Çağımızın ileri seviyedeki astronomi bilginlerine göre; sağlamlık ve dakik hesaplamaları sebebiyle ilk gerçek astronomik cetvel (zic, almanak) hazırlayan alimdir. Bu cetvelleri hazırlarken o devirlerde henüz yeni teşekkül etmeye başlayan trigonometri ilmini mükemmel bir şekilde kullanmıştır. Hatta küresel trigonometri ilim dalını kurmak şerefi ona ait olduğu gibi, trigonometriyi astronominin hizmetine ilk defa koyan da odur.
İlmi çalışmalarda sadece teoriler ortaya atmakla kalmayan Bettani, teorilerini son derece ilmi bir hassasiyetle deneye tabi tutmuştur. Güneşin dünyadan en uzak bulunduğu noktadaki hareketini keşfetmiş, güneşin yörüngesinin eğimi ve dünyanın dönüş eksenindeki değişmeler için hassas değerler bulmuştur. Yaptığı son derece hassas rasatlar sonucu güneş yılını ilk defa 365 gün 5 saat 46 dakika 32 saniye olarak hesaplamıştır. Çağımızdaki son derece gelişmiş teleskoplar ve ilmi hesaplamalar sonucu bu değer 365 gün 5 saat 48 dakika 46 saniye olarak hesaplanmıştır.
Günümüzde inhiraf (sapma) açısı denilen dünyanın güneş etrafındaki dönüşüne nisbetle kendi etrafındaki dönüşünün meylini de (yaz ve kış itidal kıymetini) hesaplamıştır. Bu meyli, 23 derece olarak bulmuştur.
Bettani, büyük bir doğrulukla tutulma dairesinin deklinasyonunu (meyil) tropikal yıl ve mevsimlerin müddeti ile güneşin hakiki ve vasati hareketini tayin etmiştir. Arzın iki itidal noktası (ilkbahar ve sonbahar noktaları) arasındaki gerilme hareketini ve bunun sonucu, zaman denkleminin asırdan asıra yavaş bir değişime uğradığını isbat etmiştir. Bununla Batlemyüs'ün günöte noktasının sabit olduğu iddiasını çürütmüştür. Batlemyüs'ün aksine güneşin görünen çapının değişmesini ve dairevi Güneş tutulması ihtimallerini isbat etmiştir. Ay ve gezegenlerin hareketleri hakkındaki bilgileri düzeltmiş ve yeni ayın görülme şartlarını tayine yarayan yeni ve pek maharetli bir usul bulmuştur. Batlemyüs'ün itidal noktaları hareketi için verdiği değerleri düzeltmiştir.

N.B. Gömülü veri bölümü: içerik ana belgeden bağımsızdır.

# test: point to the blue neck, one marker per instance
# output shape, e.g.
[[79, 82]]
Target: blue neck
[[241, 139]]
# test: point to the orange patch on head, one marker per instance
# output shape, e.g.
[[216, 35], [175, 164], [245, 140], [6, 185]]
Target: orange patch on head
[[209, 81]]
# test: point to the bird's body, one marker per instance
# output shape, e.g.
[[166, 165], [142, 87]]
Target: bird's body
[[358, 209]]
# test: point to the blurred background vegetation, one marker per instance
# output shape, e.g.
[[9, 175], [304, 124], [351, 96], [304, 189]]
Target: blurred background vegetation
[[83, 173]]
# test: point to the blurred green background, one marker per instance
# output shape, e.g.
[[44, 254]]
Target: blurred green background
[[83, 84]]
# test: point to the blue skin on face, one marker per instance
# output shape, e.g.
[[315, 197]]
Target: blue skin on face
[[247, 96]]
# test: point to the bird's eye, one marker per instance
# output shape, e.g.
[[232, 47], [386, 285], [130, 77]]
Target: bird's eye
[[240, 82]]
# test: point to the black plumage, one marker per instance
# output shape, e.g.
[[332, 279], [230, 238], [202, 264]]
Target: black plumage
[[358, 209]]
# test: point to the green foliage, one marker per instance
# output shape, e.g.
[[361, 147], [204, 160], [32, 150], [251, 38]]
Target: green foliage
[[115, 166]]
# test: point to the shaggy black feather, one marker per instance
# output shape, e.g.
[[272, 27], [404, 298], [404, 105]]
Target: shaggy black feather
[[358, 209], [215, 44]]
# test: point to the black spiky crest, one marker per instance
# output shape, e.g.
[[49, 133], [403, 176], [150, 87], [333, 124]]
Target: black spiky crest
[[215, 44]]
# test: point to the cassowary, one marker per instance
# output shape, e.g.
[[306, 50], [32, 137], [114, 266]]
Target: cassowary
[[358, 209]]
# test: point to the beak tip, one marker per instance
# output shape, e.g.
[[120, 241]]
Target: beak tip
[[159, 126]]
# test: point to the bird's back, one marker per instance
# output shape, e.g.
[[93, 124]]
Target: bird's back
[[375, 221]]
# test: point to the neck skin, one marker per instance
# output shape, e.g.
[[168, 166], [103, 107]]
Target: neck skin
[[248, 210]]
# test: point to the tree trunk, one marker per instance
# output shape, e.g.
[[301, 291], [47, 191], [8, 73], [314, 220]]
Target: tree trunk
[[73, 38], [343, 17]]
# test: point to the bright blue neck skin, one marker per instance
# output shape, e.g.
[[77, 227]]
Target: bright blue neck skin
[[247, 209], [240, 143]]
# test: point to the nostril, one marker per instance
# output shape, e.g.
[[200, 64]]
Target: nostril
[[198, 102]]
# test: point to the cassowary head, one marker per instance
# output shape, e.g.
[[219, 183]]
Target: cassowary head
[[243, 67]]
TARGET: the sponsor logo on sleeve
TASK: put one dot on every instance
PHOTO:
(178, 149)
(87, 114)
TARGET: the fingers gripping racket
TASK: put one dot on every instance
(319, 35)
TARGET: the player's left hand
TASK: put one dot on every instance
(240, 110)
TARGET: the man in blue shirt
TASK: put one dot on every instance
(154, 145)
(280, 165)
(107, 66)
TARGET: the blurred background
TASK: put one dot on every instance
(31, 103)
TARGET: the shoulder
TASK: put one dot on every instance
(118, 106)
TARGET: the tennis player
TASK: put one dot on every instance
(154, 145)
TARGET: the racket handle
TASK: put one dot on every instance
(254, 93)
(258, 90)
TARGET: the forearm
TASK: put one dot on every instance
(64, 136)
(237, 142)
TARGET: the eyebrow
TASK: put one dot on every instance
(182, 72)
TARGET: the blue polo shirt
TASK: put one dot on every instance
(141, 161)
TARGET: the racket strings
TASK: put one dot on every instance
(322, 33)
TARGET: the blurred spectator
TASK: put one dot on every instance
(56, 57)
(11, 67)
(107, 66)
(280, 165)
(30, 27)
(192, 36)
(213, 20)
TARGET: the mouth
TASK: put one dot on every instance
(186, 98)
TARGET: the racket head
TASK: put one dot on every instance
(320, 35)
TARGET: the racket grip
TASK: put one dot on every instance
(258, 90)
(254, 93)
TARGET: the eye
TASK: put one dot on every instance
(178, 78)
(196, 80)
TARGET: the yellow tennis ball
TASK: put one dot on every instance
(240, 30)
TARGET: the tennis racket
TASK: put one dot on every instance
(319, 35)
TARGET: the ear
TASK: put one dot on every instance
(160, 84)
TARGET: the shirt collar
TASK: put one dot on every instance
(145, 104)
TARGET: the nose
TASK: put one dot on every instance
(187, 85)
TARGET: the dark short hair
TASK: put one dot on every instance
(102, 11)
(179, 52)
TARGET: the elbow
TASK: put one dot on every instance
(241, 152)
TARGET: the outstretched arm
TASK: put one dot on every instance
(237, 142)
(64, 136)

Bunlara ilave olarak, Bettani, küresel üçgenlere ait bazı problemleri doğrusal açınım izdüşümü ile güzel bir metodla halletmiş ve bu usullerden Regiomontanus (1436-1476) istifade etmiştir. Güneş ve ay tutulmaları hakkındaki mükemmel rasatları, 1794 senesinde ay hareketlerinin asırlık ivmesini tayin hususunda Duuthorn'un işine yaramıştır. Astronomi ve matematikte asrının teki ve İslam astronomicilerinin piri ve reisidir. Kırk iki sene astronomi üzerinde çalışmış ve yukarıda işaret edildiği gibi bu ilim dalına çok hizmet etmiştir.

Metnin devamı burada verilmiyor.